American Negroes realize that the color line of Western European civilization has to be broken before the special color discrimination in the United States is finally crushed, that there must be a world assault upon color discrimination just as there must be one against anti-Semitism. And this interest and knowledge does not come from Arab propaganda.
THERE is a feeling which dominates, and obsesses, the Jewish community that anyone who criticizes Israel is anti-Semitic, or that anyone sympathizing with the aspirations of the Arab world is against the Jews. For one, I have supported the fight of Tunisia, Morocco and Algeria for years.
Further I was, and am, sharply critical of Israel for joining forces with England and France, and invading Egypt during the Suez crisis.
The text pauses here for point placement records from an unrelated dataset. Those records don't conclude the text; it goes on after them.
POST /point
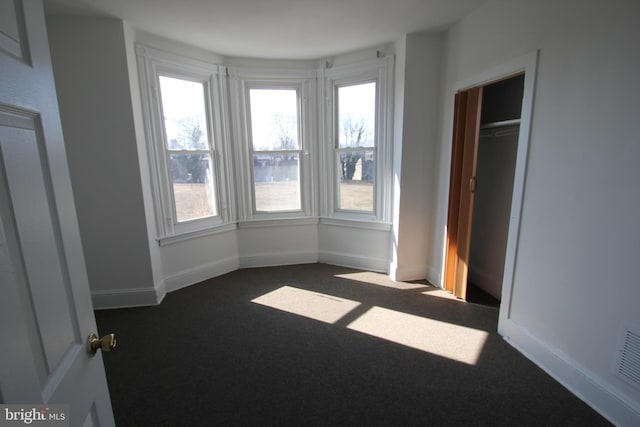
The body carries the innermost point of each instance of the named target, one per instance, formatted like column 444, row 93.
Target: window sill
column 284, row 222
column 353, row 223
column 190, row 235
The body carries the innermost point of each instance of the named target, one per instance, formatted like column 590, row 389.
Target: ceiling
column 276, row 29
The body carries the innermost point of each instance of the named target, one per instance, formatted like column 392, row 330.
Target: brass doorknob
column 106, row 343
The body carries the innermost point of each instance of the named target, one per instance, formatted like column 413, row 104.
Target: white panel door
column 45, row 305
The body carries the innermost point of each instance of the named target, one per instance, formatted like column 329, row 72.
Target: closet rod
column 500, row 124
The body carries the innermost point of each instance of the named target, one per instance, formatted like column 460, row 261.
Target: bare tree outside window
column 356, row 146
column 275, row 149
column 188, row 149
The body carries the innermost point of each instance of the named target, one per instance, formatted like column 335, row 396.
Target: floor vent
column 628, row 366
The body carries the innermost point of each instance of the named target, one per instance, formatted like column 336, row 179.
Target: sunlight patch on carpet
column 440, row 338
column 314, row 305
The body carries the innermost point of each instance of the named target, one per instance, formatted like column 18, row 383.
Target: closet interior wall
column 499, row 130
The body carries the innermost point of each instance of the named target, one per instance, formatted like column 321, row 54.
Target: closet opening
column 484, row 151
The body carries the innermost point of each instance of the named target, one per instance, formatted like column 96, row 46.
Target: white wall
column 415, row 149
column 574, row 286
column 90, row 67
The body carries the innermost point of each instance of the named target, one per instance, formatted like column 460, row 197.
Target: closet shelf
column 504, row 123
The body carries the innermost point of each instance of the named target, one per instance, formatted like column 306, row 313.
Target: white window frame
column 152, row 64
column 242, row 80
column 380, row 71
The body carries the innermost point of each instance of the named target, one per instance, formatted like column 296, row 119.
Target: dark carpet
column 209, row 356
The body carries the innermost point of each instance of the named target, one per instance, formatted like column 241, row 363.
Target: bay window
column 357, row 143
column 184, row 107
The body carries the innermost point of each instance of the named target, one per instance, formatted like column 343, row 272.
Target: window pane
column 356, row 115
column 355, row 180
column 192, row 186
column 185, row 118
column 276, row 181
column 274, row 119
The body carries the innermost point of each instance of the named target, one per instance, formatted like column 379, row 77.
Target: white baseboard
column 581, row 382
column 197, row 274
column 404, row 273
column 278, row 258
column 121, row 298
column 434, row 276
column 362, row 263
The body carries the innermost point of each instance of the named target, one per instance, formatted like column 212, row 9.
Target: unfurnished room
column 348, row 212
Israel is not known for an anti-colonial foreign policy.
As to James Lawson: “He may be a ‘rabid anti-Semitic,’ but I knew him for years at the United Nations and he never approached the subject with me. He is passionately pro-African and pro-Arab. This may place him on some questions against Israel. But this is a legitimate political position: Israel, England, France, the Soviet Union and the United States have all acted shabbily in North Africa’s fight for Independence.”[1]
[1] Horace R. Cayton, “World at Large,” Pittsburgh Courier, May 3, 1958.